# Introduction to Colab, Jax, haiku
Authors: Viorica Patraucean, David Szepesvari

Contact: vpatrauc@gmail.com

Thanks to Carl Doersch and Stanislaw Jastrzebski for proofreading and advice.

## What is Colab?

[Colaboratory](https://colab.sandbox.google.com/notebooks/welcome.ipynb) is a [Jupyter](http://jupyter.org/) notebook environment that requires no setup to use. It allows you to create and share documents that contain

* Live, runnable code
* Visualizations
* Explanatory text

It's also a great tool for prototyping and quick development. Let's give it a try. 

Run the following so-called *(Code) Cell* by moving the cursor into it, and either

* Pressing the "play" icon on the left of the cell, or
* Hitting **`Shift + Enter`**.

In [None]:
print('Hello, onlineEEML2020!')

You should see the `Hello, onlineEEML2020!` printed under the code.

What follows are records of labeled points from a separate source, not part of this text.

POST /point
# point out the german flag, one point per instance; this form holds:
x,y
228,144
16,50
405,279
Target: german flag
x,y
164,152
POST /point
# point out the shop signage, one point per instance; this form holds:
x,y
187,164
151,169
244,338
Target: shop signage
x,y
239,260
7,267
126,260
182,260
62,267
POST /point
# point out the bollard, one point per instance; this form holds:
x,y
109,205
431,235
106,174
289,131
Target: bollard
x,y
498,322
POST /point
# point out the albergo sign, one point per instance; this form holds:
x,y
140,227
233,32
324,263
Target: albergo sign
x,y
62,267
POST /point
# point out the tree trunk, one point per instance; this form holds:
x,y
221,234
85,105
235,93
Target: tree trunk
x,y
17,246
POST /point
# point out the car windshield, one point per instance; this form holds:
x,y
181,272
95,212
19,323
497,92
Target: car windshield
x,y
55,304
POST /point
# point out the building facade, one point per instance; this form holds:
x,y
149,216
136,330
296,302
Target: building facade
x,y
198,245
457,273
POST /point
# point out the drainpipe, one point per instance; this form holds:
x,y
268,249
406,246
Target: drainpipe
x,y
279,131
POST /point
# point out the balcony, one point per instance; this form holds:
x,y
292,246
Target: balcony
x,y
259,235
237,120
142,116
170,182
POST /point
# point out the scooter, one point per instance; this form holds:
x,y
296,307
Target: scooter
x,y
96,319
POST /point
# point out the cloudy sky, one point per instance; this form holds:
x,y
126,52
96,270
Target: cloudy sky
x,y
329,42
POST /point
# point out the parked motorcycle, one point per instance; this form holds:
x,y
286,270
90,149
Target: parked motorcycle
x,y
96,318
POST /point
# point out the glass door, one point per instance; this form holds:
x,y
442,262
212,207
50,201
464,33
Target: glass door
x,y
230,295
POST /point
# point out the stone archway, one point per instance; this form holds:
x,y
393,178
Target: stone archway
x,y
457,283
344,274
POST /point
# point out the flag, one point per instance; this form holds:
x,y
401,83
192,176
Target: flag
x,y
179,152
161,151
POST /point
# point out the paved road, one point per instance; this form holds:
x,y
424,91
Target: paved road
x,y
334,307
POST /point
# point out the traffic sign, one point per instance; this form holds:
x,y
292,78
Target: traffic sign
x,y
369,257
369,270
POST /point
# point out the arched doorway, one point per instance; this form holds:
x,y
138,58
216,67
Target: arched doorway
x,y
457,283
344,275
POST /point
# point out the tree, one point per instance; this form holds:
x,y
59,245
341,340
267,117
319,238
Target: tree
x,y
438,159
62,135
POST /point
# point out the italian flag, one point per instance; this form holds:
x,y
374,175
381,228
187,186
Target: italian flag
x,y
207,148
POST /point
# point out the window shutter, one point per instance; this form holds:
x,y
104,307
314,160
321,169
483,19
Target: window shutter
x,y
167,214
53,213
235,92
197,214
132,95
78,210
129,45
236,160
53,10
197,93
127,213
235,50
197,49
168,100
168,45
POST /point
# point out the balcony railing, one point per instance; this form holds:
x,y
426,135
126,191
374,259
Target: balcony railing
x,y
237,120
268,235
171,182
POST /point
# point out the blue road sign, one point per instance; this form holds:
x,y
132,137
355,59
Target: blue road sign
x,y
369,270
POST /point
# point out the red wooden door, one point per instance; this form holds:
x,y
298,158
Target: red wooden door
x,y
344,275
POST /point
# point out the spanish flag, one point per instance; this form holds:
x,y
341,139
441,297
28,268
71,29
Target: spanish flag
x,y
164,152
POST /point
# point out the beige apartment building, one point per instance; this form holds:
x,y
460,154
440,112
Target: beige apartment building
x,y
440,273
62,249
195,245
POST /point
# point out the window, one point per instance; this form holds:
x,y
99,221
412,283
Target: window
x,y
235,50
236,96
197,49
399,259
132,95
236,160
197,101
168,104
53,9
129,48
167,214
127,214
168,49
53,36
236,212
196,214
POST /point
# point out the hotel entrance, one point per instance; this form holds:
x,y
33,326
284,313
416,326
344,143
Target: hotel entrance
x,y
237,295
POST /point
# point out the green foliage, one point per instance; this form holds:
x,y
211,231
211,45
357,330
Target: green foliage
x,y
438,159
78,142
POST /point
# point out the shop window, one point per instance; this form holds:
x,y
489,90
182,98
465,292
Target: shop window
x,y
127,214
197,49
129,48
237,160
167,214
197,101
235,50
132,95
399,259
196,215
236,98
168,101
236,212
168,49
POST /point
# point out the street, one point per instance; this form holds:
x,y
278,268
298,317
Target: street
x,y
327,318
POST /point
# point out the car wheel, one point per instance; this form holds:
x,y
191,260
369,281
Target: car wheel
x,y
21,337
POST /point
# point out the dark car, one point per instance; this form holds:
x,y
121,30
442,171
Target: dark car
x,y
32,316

The code is executed on a virtual machine dedicated to your account, with the results sent back to your browser. This has some positive and negative consequences.

### Using a GPU

You can connect to a virtual machine with a GPU. To select the hardware you want to use, follow either

* **Edit > Notebook settings**, or
* **Runtime > Change runtime type**

and choose an accelerator.

### Losing Connection

You may lose connection to your virtual machine. The two most common causes are

* Virtual machines are recycled when idle for a while, and have a maximum lifetime enforced by the system.
* Long-running background computations, particularly on GPUs, may be stopped.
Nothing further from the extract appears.